Congestion Control Algorithms Are Not Fair
Creating a mathematical model of queuing in a distributed system is hard (Queuing Theory was one of the most challenging ipSpace.net webinars so far), and so instead of solutions based on control theory and mathematical models we often get what seems to be promising stuff.
Things that look intuitively promising aren’t always what we expect them to be, at least according to an MIT group that analyzed delay-bounding TCP congestion control algorithms (CCA) and found that most of them result in unfair distribution of bandwidth across parallel flows in scenarios that diverge from spherical cow in vacuum. Even worse, they claim that:
[…] Our paper provides a detailed model and rigorous proof that shows how all delay-bounding, delay-convergent CCAs must suffer from such problems.
It seems QoS will remain spaghetti-throwing black magic for a bit longer…
I am no CCA guy, but i think the fact that no CCAs (delay-bounded or not) is completely fair in all cases has been established a long time ago. As i understand it, the goal is to approach fairness as much as possible while avoiding extreme cases of unfairness (starvation). In that sense, what the MIT guys proved strictly speaking also is that starvation in some cases cannot be avoided with delay-bounded CCAs.
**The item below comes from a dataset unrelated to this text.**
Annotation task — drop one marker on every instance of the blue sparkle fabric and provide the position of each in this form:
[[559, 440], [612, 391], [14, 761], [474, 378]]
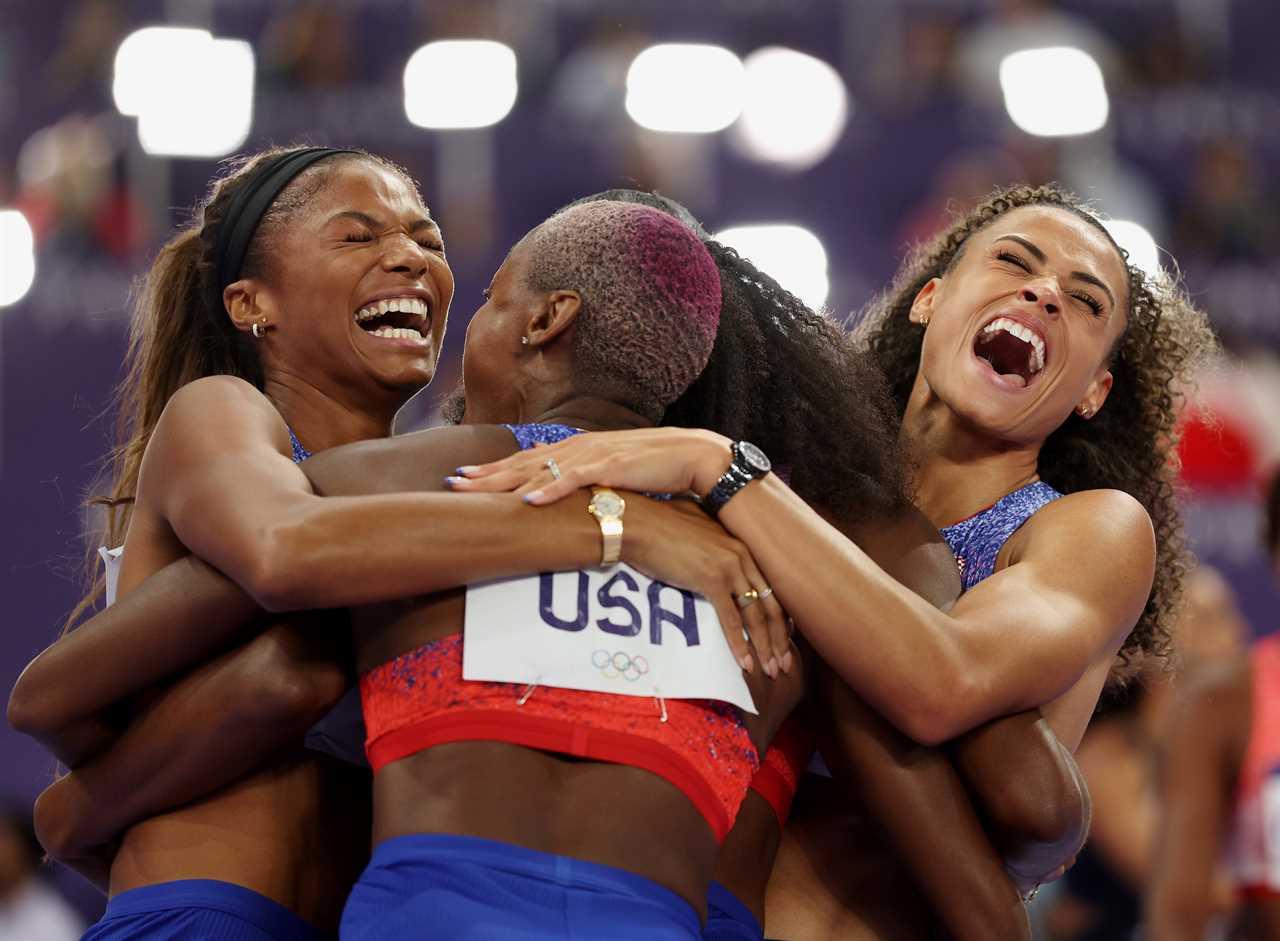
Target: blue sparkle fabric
[[977, 542], [549, 433]]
Personally, i found this interesting: "Rather than worry about perfect flow-level fairness, which might not be an interesting goal in practice [7 ], we seek to be 𝑠-fair; i.e., bound unfairness to a maximum specified throughput ratio of 𝑠 > 1." with the cited paper being https://www.researchgate.net/publication/220194938_Flow_Rate_Fairness_Dismantling_a_Religion
I always tried to evaluate on something like Jain's fairness, but maybe i need to reconsider.
Concerning queuing theory: I often find that the problem is not that queuing theory (or network calculus) is too difficult to grasp, but rather that either (1) the assumptions that are made in the models about a priori knowledge of network traffic characteristics, about no delay being needed to share network state between distributed nodes and about that there are no performance constraints for an algorithm to be implemented in the end are unrealistic, or (2) the resulting models have too many variables so that hard statements can only be given on very weak upper or lower bounds, rendering their usefulness limited (but definitely still worthwhile).